Evolusi Rambut Antonio Conte yang Seolah Mencerminkan Semua Bab dalam Hidupnya

Dari masa mudanya di Lecce sampai momen angkat trofi bersama Napoli, rambut Conte selalu punya cerita.

oleh Gia Yuda PradanaDiperbarui 04 Agustus 2025, 10:14 WIB
Pelatih Napoli, Antonio Conte, mencium trofi Serie A saat selebrasi juara Liga Italia musim 2024/2025 di Stadion Diego Armando Maradona, Sabtu (24/5/2025). (AP Photo/Gregorio Borgia)

Liputan6.com, Jakarta Antonio Conte dikenal sebagai sosok yang penuh semangat di pinggir lapangan, tapi ada satu hal lain yang tak kalah menyita perhatian, yakni rambutnya. Perjalanan karier sang pelatih ternyata seiring sejalan dengan perjalanan rambut yang penuh lika-liku. Dari masa mudanya di Lecce sampai momen angkat trofi bersama Napoli, rambut Conte selalu punya cerita.

Awal kariernya dipenuhi dengan rambut tebal nan rapi, bak bintang film Italia era 80-an. Namun, seiring waktu, garis rambut mulai mundur dan Conte pun bereksperimen dengan berbagai gaya – dari botak plontos sampai comb over. Puncaknya, dia tampil percaya diri dengan rambut tebal yang mengundang tanya: transplant atau keajaiban?

Kisah rambut ini bukan sekadar penampilan, melainkan juga simbol transformasi pribadi dan profesional Conte. Dari pemain muda penuh harapan, pelatih yang keras kepala, hingga ikon sukses Napoli, rambutnya seolah mencerminkan semua bab dalam hidupnya.


Awal Gemilang: Rambut Tebal di Lecce

Pada tahun 1988, Conte memulai karier bersama Lecce dengan tampilan yang mencolok. Rambutnya tebal, hitam, dan tersisir rapi – cocok untuk cover majalah olahraga. Tak ada tanda-tanda kerontokan, hanya semangat muda yang menyala.

Namun, lima tahun berselang, tepatnya 1993, sebuah titik botak mulai tampak. Conte meresponsnya dengan gaya baru, mencukur habis rambut, seolah menyamarkan kerontokan dan menunjukkan ketegasan.

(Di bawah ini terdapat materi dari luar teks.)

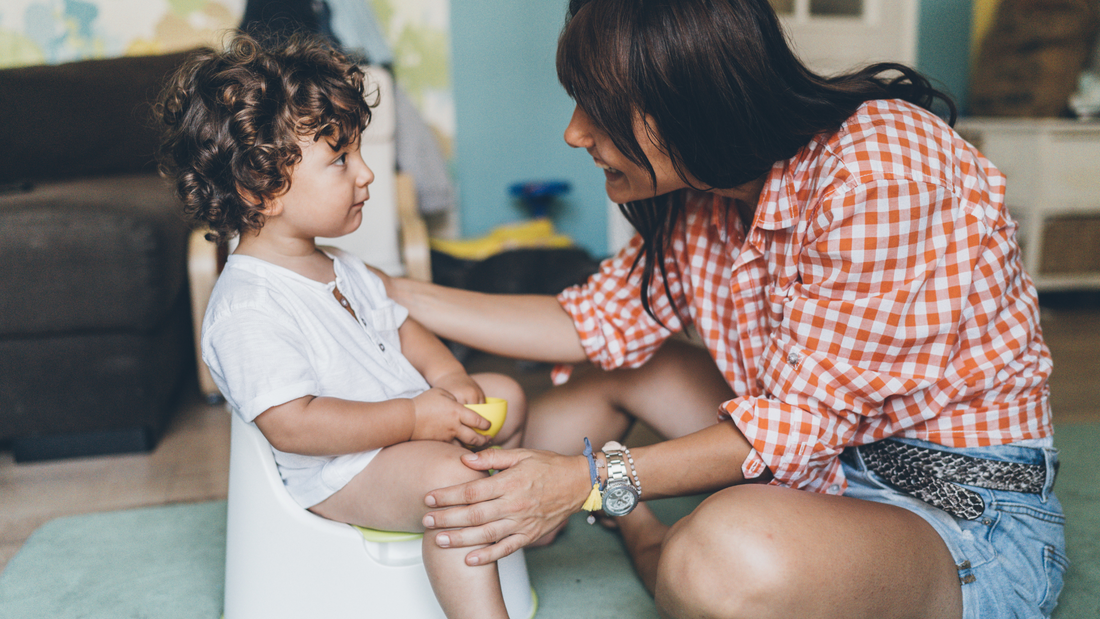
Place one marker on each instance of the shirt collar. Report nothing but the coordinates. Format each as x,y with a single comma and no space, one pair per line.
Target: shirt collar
778,208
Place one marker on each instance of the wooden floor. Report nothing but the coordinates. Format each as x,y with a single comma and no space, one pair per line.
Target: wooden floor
191,462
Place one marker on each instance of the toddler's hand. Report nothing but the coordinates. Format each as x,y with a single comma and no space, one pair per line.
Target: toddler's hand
460,385
440,417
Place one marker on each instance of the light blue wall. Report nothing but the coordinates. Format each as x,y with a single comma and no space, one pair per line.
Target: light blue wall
512,112
943,45
510,115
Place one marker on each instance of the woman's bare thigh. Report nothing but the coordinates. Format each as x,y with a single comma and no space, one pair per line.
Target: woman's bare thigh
677,393
767,551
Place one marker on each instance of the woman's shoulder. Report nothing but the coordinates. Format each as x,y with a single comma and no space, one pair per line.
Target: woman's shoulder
890,140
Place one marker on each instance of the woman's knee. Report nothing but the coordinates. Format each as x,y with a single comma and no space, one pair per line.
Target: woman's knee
724,560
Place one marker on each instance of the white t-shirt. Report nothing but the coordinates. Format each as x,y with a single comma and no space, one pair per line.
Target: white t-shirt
271,335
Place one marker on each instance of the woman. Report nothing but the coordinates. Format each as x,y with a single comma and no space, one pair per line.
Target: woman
869,406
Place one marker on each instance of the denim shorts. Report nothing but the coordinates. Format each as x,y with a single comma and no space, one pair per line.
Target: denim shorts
1012,559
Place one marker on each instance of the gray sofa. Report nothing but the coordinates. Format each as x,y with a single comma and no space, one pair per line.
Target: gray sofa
95,319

Eksperimen Gaya di Juventus

Di Piala Dunia 1994, Conte tampil dengan rambut agak panjang di samping, tapi tipis di bagian depan. Kilau kulit kepala mulai tampak, tapi dia tetap percaya diri sebagai wakil Italia. Setelah itu, pada 1996, ia bereksperimen lagi dengan rambut panjang berwarna warna pirang, mencoba mengalihkan perhatian dari garis rambut yang menipis.

Lanjut Baca:

Tahun 1999, setelah mencetak gol ke gawang Manchester United, rambut Conte terlihat 'flapping' – lebih tebal di belakang, tipis di atas. Banyak yang bertanya, apakah ini hasil transplantasi atau sekadar styling cerdas?